Uğur Mumcu anısına

29 Ocak 2020 Çarşamba

Geçen hafta sonu Eskişehir’de Uğur Mumcu anısına Eskişehir Tepebaşı Belediyesi tarafından düzenlenen bir ödül törenindeydik. Başkan Ahmet Ataç ve ekibinin dikkatli ve ayrıntılı emekleriyle hazırlanmış bir etkinlikti. Uğur Mumcu’nun katledildiği yılın ardından, bugüne kadar düzenlenen bu törenlerde topluma yaratıcı hizmetler sunan değişik dallardaki kişilere ödül veriliyor. Bu yıl gazetemizden Ali Sirmen’e “Yaşam Boyu Başarı”, Yazgülü Aldoğan’a “Basın”, bana da “Sanat” dalında ödül verildi, kıvanç duydum.

Cumhuriyet gazetesinde yazmaya yeni başlamıştım. Hepimiz sarsılmıştık Uğur Mumcu suikastıyla. O sıralarda müzik dalında “fluxus” akımı ilgi topluyordu. “Her duyulan ses” müziğe girmeliydi.

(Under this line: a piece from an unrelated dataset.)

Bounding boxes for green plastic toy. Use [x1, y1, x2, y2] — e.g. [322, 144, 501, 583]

Mimar Sinan Üniversitesi’ne Rene Block adlı bir profesör gelmiş, bizlere çok değişik bir deneyim anlatmıştı: Bill Fontana adlı deneysel müzikçiden söz etmişti. Fontana, değişik ortamların ses yapısını müziksellikle birleştiriyordu. Örneğin, şimdi park olmuş eski bir tren istasyonunu kaydettiği istasyon sesleriyle yeniden yaşatıyordu. Bu kayıtları etrafa gizlediği bir dolu küçük mikrofonla parktaki insanlara duyuruyordu. Sessiz parkta birden, trene koşanların hareketi, tren düdüklerinin sesi ve anonslar çınlıyordu. Bu arada parkın eski halini hatırlayan bir dolu yaşlı insanı da oraya getirmişti. Onların büyük bir şok geçirdiği anlatılıyordu. Rene Block bu konuşmayı yaparken o gün Uğur Mumcu vurulmuştu. Acaba o çarşamba Türkiye’nin seslerini kayda alan oldu mu? O bilinçli öfkeyi hissettik mi? Ankara’nın o günkü sesi gibi bir iniltiyi daha önce duymuş muyduk? Belki bu sesleri kaydetmemiz, vurdumduymaz yaşam biçimine giren kentler üstünde binlerce mikrofonla sanal olarak duyurmamız gerekir. Yok edilmiş bir tren garının sesiyle ıssız bir park yaşatılıyorsa neden olmasın!

Parçalanan orkestra

Değerli bestecimiz İlhan Usmanbaş (d.1921), “Uğur Mumcu Anısına” başlıklı bir senfoni bestelemişti. Mumcu, onun Ayvalık’tan yakın dostuydu. Bugüne kadar Türkiye’de henüz çalınmayan bu yapıt, 1997’de Betin Güneş yönetiminde Köln Senfoni Orkestrası tarafından Almanya’da seslendirilmiş ve kayda alınmıştı. 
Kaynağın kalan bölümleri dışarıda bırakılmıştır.